Joey Garcia

My best friend of eight years and I are drifting apart. That’s bad enough, but this is worse: She is friends with all of the same people that I’m friends with. I feel like I’m getting shut out. I never saw it before, but she is the person everyone wants to hang out with, not me. I guess I was lucky because she always used to invite me along. What can I do so that I don’t lose everyone?

Try to stop worrying that you are losing everyone. Worrying is a distraction from the real work of loving yourself and your friends through this difficult situation. The need to belong is deeply ingrained in every human being. Historically, this sensibility saved us from expulsion from the tribe, family or society that made physical survival easier. The need to belong has also imbued us with a tendency to overreact to signs of potentially not belonging. And that means we sometimes flinch at the slightest shift in people’s attitude toward us. I know I have done this; I bet you have, too.

Try this reflection exercise: Sit quietly and invite images of times with friends to play across your mind. Do you see yourself saying or doing something that pushes friends away? In day-to-day living it’s easy to ignore or dismiss subtle signs of a friend’s discomfort or weakening patience. But noticing their responses to your words or behavior may help you to understand their pullback. Please note that I am suggesting you notice your behavior. Don’t criticize or blame yourself. If you start cringing at things you said or did, stop. Forgive yourself, and when the timing is right, apologize to your friends. Doing so may not stop these relationships from going sideways, but you will grow in self-confidence, and that is worthwhile.

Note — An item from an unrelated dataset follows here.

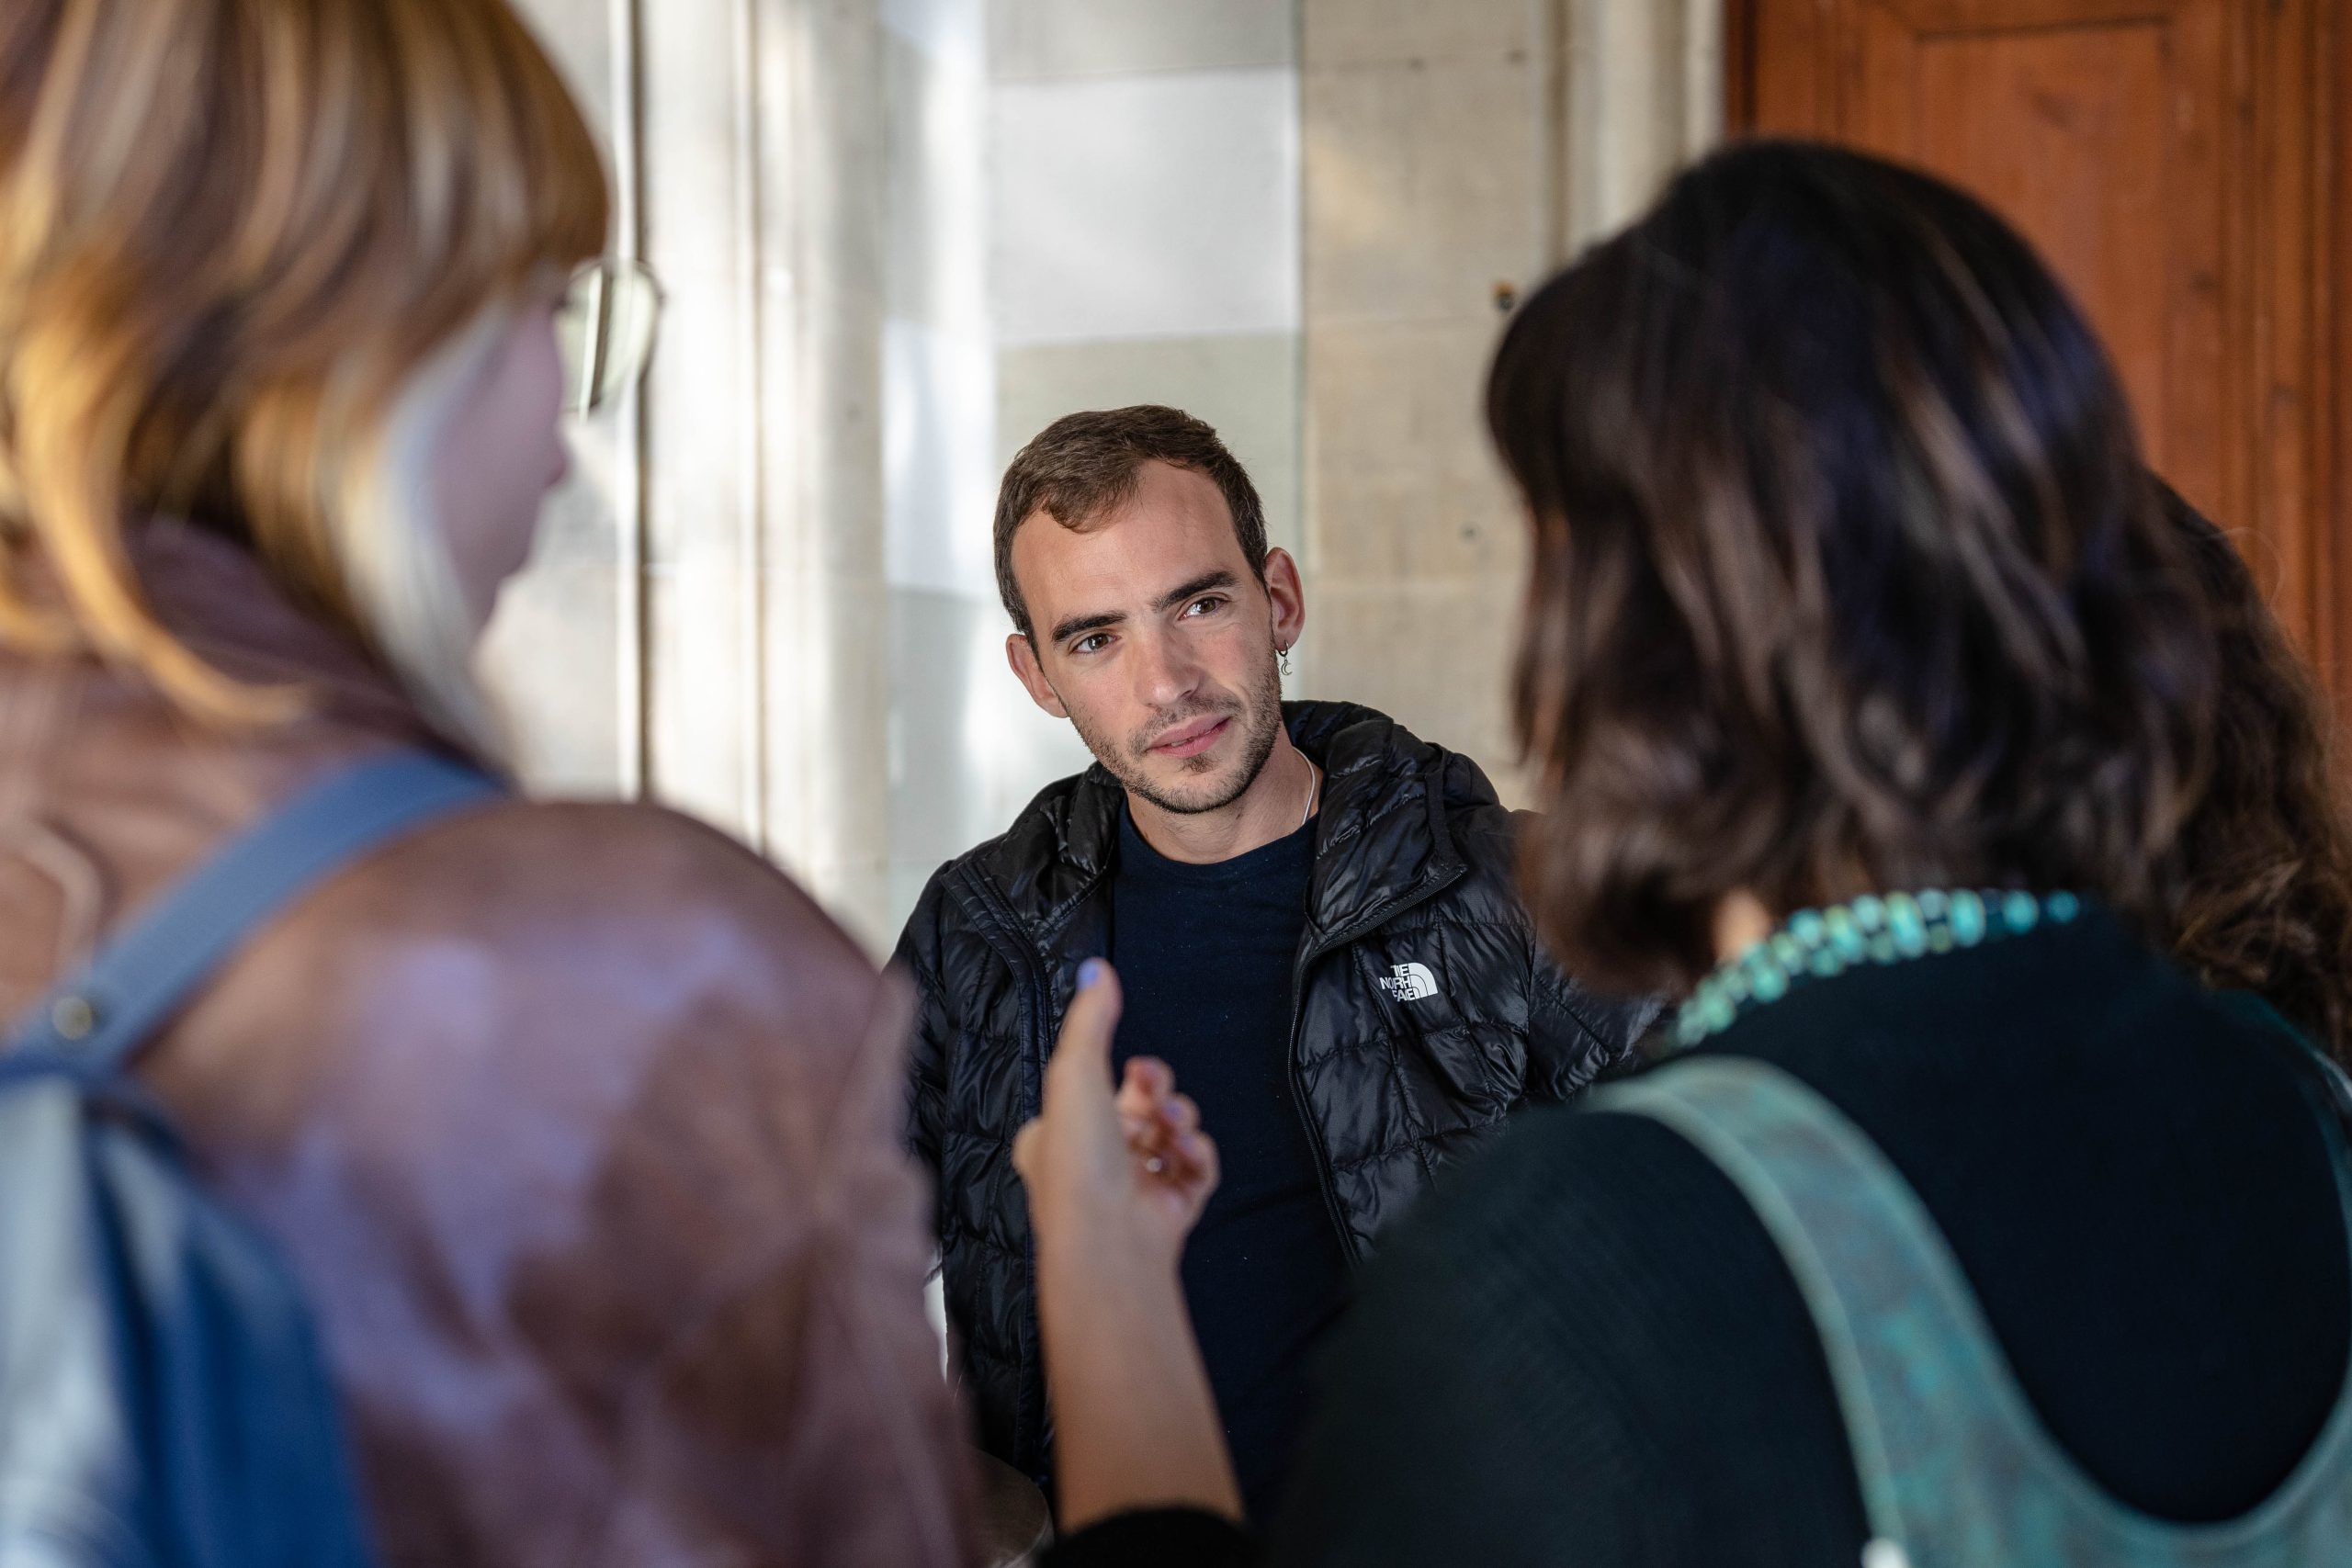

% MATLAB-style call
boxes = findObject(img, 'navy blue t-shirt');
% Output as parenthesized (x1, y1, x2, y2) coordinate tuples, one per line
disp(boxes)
(1109, 805, 1351, 1523)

Of course, the distancing may have nothing to do with you. Sometimes relationships run their course. We can do nothing about their demise. The good news is that loss leads to new life. You may feel pain now, but it will subside. Yes, it will. Believe me. In the meantime, reach out to new people and develop fresh friendships. Try not to compare these fledgling relationships with your friend group. Instead, enjoy each person as he or she is.

What do you think it means to be truly happy with your life? And what do you do if you are just unhappy?

True happiness is the art of accepting my life and my limitations while also embracing my capacities for spiritual growth, passion, service, play, joy, personal power, limitlessness and creation. In other words, happiness is rooted at the intersection of being fully human and becoming divine. It is not about materials things, but it is about substance. What we call happiness is more often a spike in pleasant emotions. Pleasure, contentment or satisfaction (all versions of “happy”) can be inspired by discovering greater meaning for our lives or from being recognized and valued. Personality also contributes to our experience of happiness. It is easier for an idealist, optimist or realist to be happy than for a pessimist or cynic.

Personal strength and interpretations of loyalty are factors, too. A person who submits to a lifestyle that does not fit but draws the approval of others is less happy than someone who lives from the core of who they are but lacks the approval of others. If you are unhappy, find what brings you fully alive and give yourself to it. Don’t look to status symbols. Look to the arts, social justice or other vital ways of contributing to the world. A psychotherapist or spiritual director can help you shed unhappiness and find the path back to joy.

Meditation of the week
“Laziness is nothing more than the habit of resting before you get tired,” wrote the French author Jules Renard. Do you schedule time for meditation, silence and reflection every day?